Countries In Europe Where You You Don't Need To Use The EURO


Although the pound rallied after Theresa May’s speech on 17 January outlining the Government’s Brexit plan, it still remains weak against the euro overall.

Sterling, having dropped to 1.133 against the euro in anticipation of the Prime Minister’s speech, leapt back up to 1.157 at its highest point yesterday.

However, compared to where the pound to euro exchange rate was before the UK voted to leave the EU – 1.32 at its highest point last year in February 2016 – it is still not offering a favourable rate.

But not every country in Europe uses the rather expensive euro.


In fact, nine European countries have alternative currencies and could make for better-value holiday destinations in 2017. Here are the places where you can avoid using the euro.


Already one of the hottest holiday spots on the planet thanks to its crystal seas, verdant islands and historic walled city (Dubrovnik), Croatia has one more thing to recommend it – its currency.

Some places do accept the euro there, but the country’s official currency is the Croatian kuna.

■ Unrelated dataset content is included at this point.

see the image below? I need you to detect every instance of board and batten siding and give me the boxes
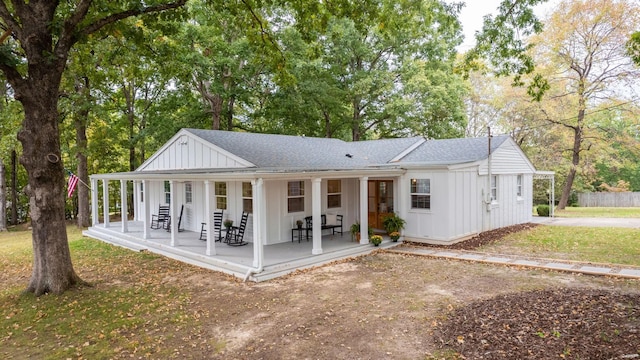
[138,133,251,171]
[486,173,533,229]
[447,168,482,242]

Although the pound to kuna exchange rate also took a dive following the EU referendum, sterling has been rallying again since November 2016. The closing rate yesterday was 1 to 8.72.


This Eastern European country has become increasingly popular with Brits thanks to its great value. In particular, it offers a very cheap alternative for ski holidays, with prices much lower than in French, Swiss or Austrian mountain resorts. The official currency there is the Bulgarian lev. Yesterday’s pound to Bulgarian lev exchange rate closed at 1 to 2.268.

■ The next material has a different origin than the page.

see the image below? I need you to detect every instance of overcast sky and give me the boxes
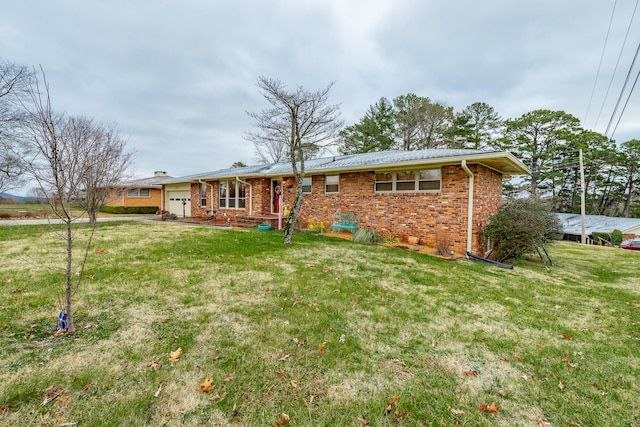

Fancy a trip to Budapest? This historic capital city is bisected by the magnificent Danube river and has a thriving, bohemian charm. Complex architecture, myriad bathhouses with natural hot springs and sophisticated cuisine are all par for the course.

Hungary’s currency is the Hungarian forint – the pound to forint rate was 1 to 356.11 at the close of 17 January.

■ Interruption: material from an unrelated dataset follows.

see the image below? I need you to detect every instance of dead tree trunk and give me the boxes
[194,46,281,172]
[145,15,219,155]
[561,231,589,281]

Whether you fancy a trip to Sweden’s capital Stockholm, to Abisko National Park to catch the Northern Lights, or to Swedish Lapland to see Santa, Sweden has plenty of sights up its sleeve.

<>The Scandinavian country uses the Swedish krona as its official currency. Yesterday’s closing pound to krona exchange rate was 1 to 11.029.


Medieval hot spots like Kraków and Gdańsk vie with the lively capital of Warsaw in Poland. Meanwhile, woods, rivers, lakes and hills can be found away from the cities. It has an incredible history to explore, from the turn of the first millennium to its tragic involvement in World War II.

Poland uses the Polish zloty as its currency. The pound to zloty rate at the close of yesterday was 1 to 5.055.

Czech Republic

This fascinating country’s capital, Prague, may be more associated with stag dos than culture these days, but there’s plenty more to Czech Republic than drunken men dressed in morph suits. Prague itself is a historical playground, boasting a medieval core that shows what the city would have looked like 500 years ago. Meanwhile, outside the city there are historic castles and palaces to explore.

The country uses the Czech koruna as currency. The pound to koruna rate was 31.29 at the close of play on 17 January.


This Scandinavian country has been making waves recently as the concept of hygge (a feeling or mood that comes from taking genuine pleasure in making ordinary, everyday moments more meaningful, beautiful or special) has gained popularity and swept across Europe. Denmark’s landscape is defined by water and boasts many islands, each with its own unique character.

It uses the Danish krone; the pound to krone rate finished at 1 to 8.60 yesterday.


Romania has something for everyone. Urban animals will get a kick out of the vibrant city of Bucharest, while vampire hunters will love the many spooky castles perched on rocky hilltops that inspired the legend of Dracula.

The local currency is the Romanian leu. At the close of yesterday the pound to leu rate was 1 to 5.21.


Finally, guess where else doesn’t use the euro? The United Kingdom! Now could be the perfect time for a staycation, eliminating the need to buy currency. From the beaches of Cornwall to the stunning wilds of the Lake District, the UK has plenty of beautiful holiday destinations to explore.